What is a primary care service? It’s the Evaluation and Management (E&M) Codes 99201 through 99499 and the CPT (Current Procedural Technology) codes 90460, 90461, and 90471-74. See 42 CFR 447.400
- What if my state does not use these codes? The state and CMS must cross-walk the state codes so they are equivalent to the federal codes.
- What if my state cut reimbursement rates in the interim? How much is the state reimbursed? The state gets 100% FFP based on the increment in effect in 2009, and pays the normal state share on the increment that it reduced reimbursement between 2009 and 2013.
How soon does this begin? January 1, 2013, however states have the first quarter of the year to submit their state plan amendments for approval and payments will be made retroactive to January 1.
What do I get paid for these services if I am a primary care physician? You are paid the Medicare rate or a state average of the Medicare rates in your state. See 42 CFR 447.400
- The Medicare rate for 2013 is issued in the final quarter of 2012; it includes geographic adjustments and site of service adjustments.
- In California, there are no geographic adjustments in Medi-Cal, so the state may use a rate based on the mean of all Medicare geographies.

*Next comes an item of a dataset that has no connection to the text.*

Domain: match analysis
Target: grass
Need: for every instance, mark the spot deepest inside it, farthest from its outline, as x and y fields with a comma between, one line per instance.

- States may also use Medicare office rate rather than adjust by site of service and CMS appears to recommend this approach. See comments on the rules RIN 0938-AQ63 [CMS-2370-F].
The rules also update the provider fees for vaccine administration under the Vaccines for Children program. 42 CFR 447.405
- States must pay the lesser of the Regional Maximum Administration Fee or the Medicare fee schedule for billing code 90460 for Calendar Years 2013 and 2014. The updated Regional Maximum Fee in California will be $26.03.
- The federal government will pay 100% of the cost of this upgrade for Medi-Cal patients.
What is the benefit to California’s physicians? The estimated national cost to the federal government is $5.6 billion in Calendar Year 2013 and $5.7 billion in Calendar Year 2014. See comments on the rules RIN 0938-AQ63 [CMS-2370-F]. The savings to all states are $235 million in 2013 and $310 million in 2014. California’s share is at least 14-15% of the total and maybe more as our Medi-Cal reimbursements for physicians are quite low as compared to Medicare.
States must report their Medicaid physician participation rates for 2009 and for Calendar Year 2013 so that Congress and the Administration can assess whether this policy increased primary care participation rates and should be extended, modified or discontinued when it expires after the 2014 Calendar Year. 42 CFR 447.400.